Nye, Naomi Shihab. Salting the Ocean: 100 Poems by Young Poets. Illus. by Ashley Bryan. Hong Kong: Greenwillow Books, 2000. 978-0688161934

Review

This is a collection of poems selected by Naomi Shihab Nye from young poets who she has had the opportunity to work with as she traveled and taught students about the art of writing. The poems vary in length, meaning, and purpose but they all represent the thoughts of a young poet.

“The Storm in Me” by Theresa Ann Garcia has a repetitive rhythm except in between two of the stanzas is a line: “Sadness in my body” in which the whole poem seems to stop (Garcia, p. 27). This poem in particular slows the reader down as if pausing to reflect with a whisper about how she feels.

Similes can bring so much to a poem without using an abundance of words. Vargas describes “a story which gets into my heart and stays there like a diamond in a ring” that shows this boys devotion to his grandfather at keeping his stories locked up in his heart (Vargas, p. 61). The entire poem on page 60 by Ernest Beache is personifying inanimate objects and animals as the people in her family such as her dad like a “volcano”, her sister like “King Kong” and herself like “an and stuck in a coffin” (Beache, p. 60).

To evoke imagery through the senses in poetry is like breathing fresh air into a poem: it truly is living. Sound is imminently heard by the reader in the poem, “Winter” when “the coolness crackles and burns in the fireplace” (Cassidy, p. 43).

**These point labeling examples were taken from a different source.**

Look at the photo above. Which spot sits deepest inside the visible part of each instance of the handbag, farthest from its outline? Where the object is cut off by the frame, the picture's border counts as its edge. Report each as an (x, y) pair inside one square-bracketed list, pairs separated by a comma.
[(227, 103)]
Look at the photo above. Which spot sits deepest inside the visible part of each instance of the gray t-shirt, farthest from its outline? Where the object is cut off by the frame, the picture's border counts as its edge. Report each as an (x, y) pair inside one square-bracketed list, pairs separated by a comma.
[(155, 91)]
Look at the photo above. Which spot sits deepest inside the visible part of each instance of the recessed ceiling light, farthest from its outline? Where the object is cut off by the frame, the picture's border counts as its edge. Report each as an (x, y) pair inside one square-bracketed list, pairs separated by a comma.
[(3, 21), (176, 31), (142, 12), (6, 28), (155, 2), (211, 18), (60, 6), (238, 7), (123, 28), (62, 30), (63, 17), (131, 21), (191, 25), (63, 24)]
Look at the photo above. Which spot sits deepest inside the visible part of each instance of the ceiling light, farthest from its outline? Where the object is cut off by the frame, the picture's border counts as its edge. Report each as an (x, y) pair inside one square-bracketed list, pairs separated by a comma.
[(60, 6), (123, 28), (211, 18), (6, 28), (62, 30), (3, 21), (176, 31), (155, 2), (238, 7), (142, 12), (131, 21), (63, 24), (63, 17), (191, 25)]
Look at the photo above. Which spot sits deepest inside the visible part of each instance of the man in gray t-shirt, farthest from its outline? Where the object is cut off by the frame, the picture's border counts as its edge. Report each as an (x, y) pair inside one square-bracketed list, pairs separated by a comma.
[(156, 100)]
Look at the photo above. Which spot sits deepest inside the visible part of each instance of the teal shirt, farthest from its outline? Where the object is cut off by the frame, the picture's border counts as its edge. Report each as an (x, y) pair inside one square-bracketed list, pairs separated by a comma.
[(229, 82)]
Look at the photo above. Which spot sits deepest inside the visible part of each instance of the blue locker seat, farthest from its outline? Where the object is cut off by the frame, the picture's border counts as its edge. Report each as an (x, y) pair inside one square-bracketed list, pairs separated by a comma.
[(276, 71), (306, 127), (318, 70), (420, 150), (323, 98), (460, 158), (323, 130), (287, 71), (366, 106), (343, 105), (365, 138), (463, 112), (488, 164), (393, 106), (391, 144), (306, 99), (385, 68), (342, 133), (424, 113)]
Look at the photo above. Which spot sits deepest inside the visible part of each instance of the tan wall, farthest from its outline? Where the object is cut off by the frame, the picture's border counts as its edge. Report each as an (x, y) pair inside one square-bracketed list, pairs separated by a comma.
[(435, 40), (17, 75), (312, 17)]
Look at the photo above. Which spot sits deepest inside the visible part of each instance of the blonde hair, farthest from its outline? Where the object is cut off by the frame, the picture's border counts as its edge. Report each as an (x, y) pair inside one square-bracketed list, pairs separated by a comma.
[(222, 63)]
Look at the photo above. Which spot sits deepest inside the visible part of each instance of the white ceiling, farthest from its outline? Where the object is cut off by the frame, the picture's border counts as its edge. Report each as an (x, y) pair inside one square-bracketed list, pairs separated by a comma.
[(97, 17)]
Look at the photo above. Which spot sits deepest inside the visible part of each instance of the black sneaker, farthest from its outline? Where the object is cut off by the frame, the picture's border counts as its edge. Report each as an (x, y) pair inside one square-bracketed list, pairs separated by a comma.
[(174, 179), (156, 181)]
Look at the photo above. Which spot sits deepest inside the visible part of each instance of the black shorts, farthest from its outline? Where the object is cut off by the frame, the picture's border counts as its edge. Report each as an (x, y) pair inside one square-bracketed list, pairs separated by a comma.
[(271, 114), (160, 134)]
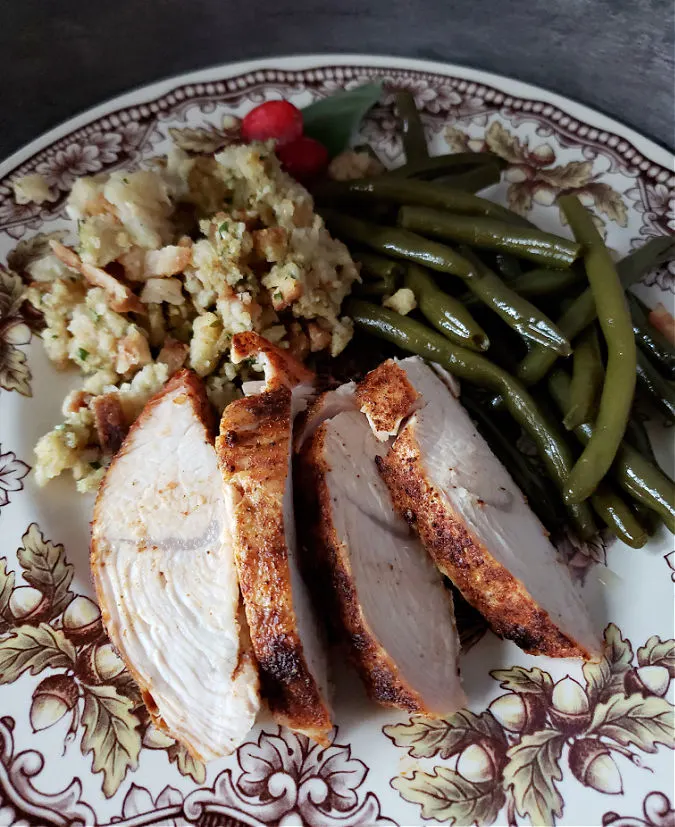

Caballero describes a character in his poem as having “a voice like talking in a cave” (Caballero, p. 36) which paints a perfect picture of a large, booming, echo-like voice.

The students who wrote the poems come together to show issues that children today face and help readers to see things in different ways. Many of these poems had a true impact on me such as “Grandmother” by Sandra Scherbenske on page 75 which has a granddaughter asking when her grandmother could go out on her own and her grandmother answers that she was never ready to go into the world alone. I am truly impressed by the poetry I have read by these talented children who were expressing themselves through poetry.

Poem & Connection

My mother is a shell

And you can always hear

The ocean.

By Brenda Garcia

(Garcia, p. 69)

Read this poem aloud with students and then present them with a large conch sea shell. Have students read the poem in unison and then call on volunteers to read the poem. Let each student take a turn at listening to the inside of the shell.